The night that Kayla goes missing after a pizza delivery run, Drew thinks about the fact that the last caller had asked for the girl who drove the Mini Cooper. That’s Gabie, who took the night off work. The two of them are horrified about the fact that the kidnapper took their coworker, and they’re worried about the fact that he asked for a different girl. The police won’t listen to their theories, so the two strike out on their own to try to find Kayla before it’s too late.
Much like Henry’s Girl, Stolen (another book about kidnapping), this is a quick read designed, I think, for reluctant readers. Likely to find an audience looking for mystery/suspense titles (of which there are woefully few in the YA world), this book isn’t particularly offensive, but it’s not particularly inventive, either. Fluffy fiction masquerading as a story with an edge, this is a good choice for summer readers who don’t really want to read.

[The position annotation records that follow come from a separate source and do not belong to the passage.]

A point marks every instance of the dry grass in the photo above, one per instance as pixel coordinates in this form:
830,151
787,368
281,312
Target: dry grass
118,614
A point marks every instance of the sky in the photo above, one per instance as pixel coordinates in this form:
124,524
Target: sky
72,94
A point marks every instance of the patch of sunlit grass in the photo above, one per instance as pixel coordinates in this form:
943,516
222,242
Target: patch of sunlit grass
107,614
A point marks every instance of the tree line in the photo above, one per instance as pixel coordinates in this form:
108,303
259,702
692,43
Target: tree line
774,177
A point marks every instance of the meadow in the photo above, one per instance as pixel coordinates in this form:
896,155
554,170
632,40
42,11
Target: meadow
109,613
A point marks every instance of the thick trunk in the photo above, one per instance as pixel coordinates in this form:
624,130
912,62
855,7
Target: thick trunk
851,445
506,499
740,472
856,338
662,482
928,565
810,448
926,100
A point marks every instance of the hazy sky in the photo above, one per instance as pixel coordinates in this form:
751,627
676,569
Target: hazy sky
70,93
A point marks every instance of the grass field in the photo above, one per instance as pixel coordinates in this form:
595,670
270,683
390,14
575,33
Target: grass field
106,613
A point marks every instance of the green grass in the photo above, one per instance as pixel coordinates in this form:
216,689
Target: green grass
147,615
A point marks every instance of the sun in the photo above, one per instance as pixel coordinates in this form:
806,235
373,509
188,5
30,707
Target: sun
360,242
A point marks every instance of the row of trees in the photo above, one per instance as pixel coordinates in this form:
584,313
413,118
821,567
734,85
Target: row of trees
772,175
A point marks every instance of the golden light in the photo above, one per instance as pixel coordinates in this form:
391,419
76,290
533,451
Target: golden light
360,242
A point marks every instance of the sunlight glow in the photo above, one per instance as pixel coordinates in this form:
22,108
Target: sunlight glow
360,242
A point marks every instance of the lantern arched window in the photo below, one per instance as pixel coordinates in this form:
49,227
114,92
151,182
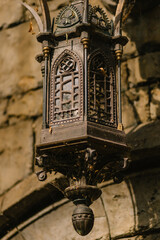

There’s nothing inherently wrong here, and Henry has actually grown a bit as a writer as far as her prose is concerned, but there’s also no suspense. This has to do with the fact that Henry offers multiple points-of-view throughout the book, so readers hear from Gabie, Drew, Kayla, and her captor. Because readers get Kayla’s point of view, they know she’s alive and relatively unharmed. This takes away any uncertainty about what has happened to her and kills much of the book’s momentum.
That being said, Henry’s choice to use a collage-type approach to the narrative works in its favor. There are images and police reports interspersed in the narrative, and these things help add dimension to what is otherwise a pretty flat story. There’s also some mild adventure, a bit of gore, and just a hint of romance. All of this feels fairly calculated, but most teens probably won’t pick up on it.
Mildly entertaining but also pretty forgettable.
The Night She Disappeared by April Henry. Henry Holt & Company: 2012. Electronic galley accepted for review via NetGalley.